Denk aan de dood van het kalf is een populaire uitdrukking die wordt gebruikt wanneer: iemand lijkt afgeleid, introspectief, afstandelijk van alles en zeer attent.
Het wordt beschouwd als een populair gezegde dat heel gewoon is in Brazilië en Portugal. Er zijn echter enkele meningsverschillen tussen de verhalen die zogenaamd tot deze uitdrukking hebben geleid.
De meest geaccepteerde theorie spreekt van een verhaal uit oude Hebreeuwse tradities, waar de Hebreeën de gewoonte hadden om kalveren aan God te offeren als teken van dankbaarheid of verlossing voor hun zonden.
Volgens de legende was de jongste zoon van koning Absalom dol op een kalfje dat zijn vader had en wilde hij niet dat het werd geofferd. Maar Absalom spaarde het dier niet en offerde het ter ere van God.

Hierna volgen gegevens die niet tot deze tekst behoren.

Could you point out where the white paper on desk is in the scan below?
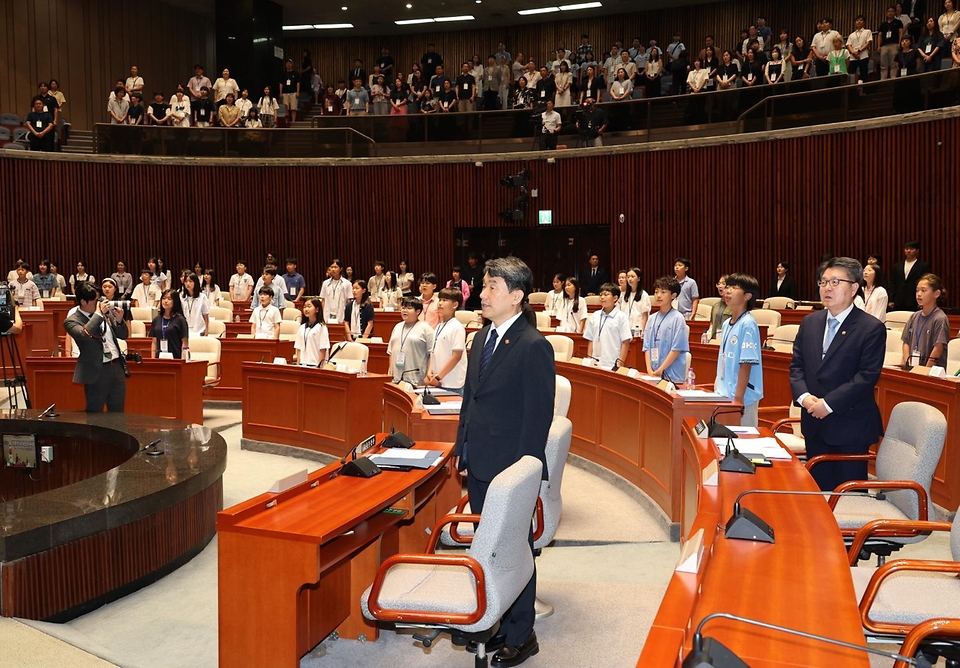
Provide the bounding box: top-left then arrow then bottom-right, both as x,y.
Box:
713,437 -> 791,459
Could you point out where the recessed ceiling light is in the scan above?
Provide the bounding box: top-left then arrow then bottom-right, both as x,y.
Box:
517,7 -> 560,16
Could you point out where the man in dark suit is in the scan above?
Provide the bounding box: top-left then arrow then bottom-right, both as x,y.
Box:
790,257 -> 887,490
63,281 -> 127,413
890,241 -> 930,311
454,257 -> 556,667
580,253 -> 610,295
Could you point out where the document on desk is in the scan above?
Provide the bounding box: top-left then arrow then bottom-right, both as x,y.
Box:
369,448 -> 443,469
713,437 -> 790,459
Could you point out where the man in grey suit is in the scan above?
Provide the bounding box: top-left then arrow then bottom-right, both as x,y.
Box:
63,282 -> 127,413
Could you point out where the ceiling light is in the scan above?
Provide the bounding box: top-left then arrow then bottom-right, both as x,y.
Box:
517,7 -> 560,16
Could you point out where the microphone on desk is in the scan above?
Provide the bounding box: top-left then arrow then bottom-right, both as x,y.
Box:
724,489 -> 886,543
37,404 -> 60,420
682,612 -> 931,668
707,406 -> 743,438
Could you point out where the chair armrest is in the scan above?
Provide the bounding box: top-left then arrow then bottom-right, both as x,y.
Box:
847,518 -> 953,566
806,452 -> 877,471
860,559 -> 960,636
828,480 -> 927,520
367,554 -> 487,624
893,617 -> 960,668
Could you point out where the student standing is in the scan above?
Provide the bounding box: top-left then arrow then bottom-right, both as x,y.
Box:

Er wordt gezegd dat de jongen sindsdien de rest van zijn leven heeft nagedacht over de dood van het kalfje en zich op een droevige en afstandelijke manier van iedereen heeft gedragen. Sommige versies van de legende zeggen dat de jongen een paar maanden na de dood van het kalf zou zijn gestorven, vanwege de ernst van zijn verdriet.
Een ander verondersteld verhaal over hoe deze uitdrukking is ontstaan, is typerend voor Portugal. Volgens de legende was er een man genaamd Bezerra die verschillende gruwelijke misdaden zou hebben begaan in de stad Porto. Bewoners, verontwaardigd over de acties van de crimineel, sloegen hem gedurende enkele kilometers gewelddadig.
Bezerra's dood zou zo gewelddadig zijn geweest, dat sindsdien, wanneer iemand met een peinzende of verre lucht werd gezien, werd gezegd dat hij "aan de dood van Bezerra dacht".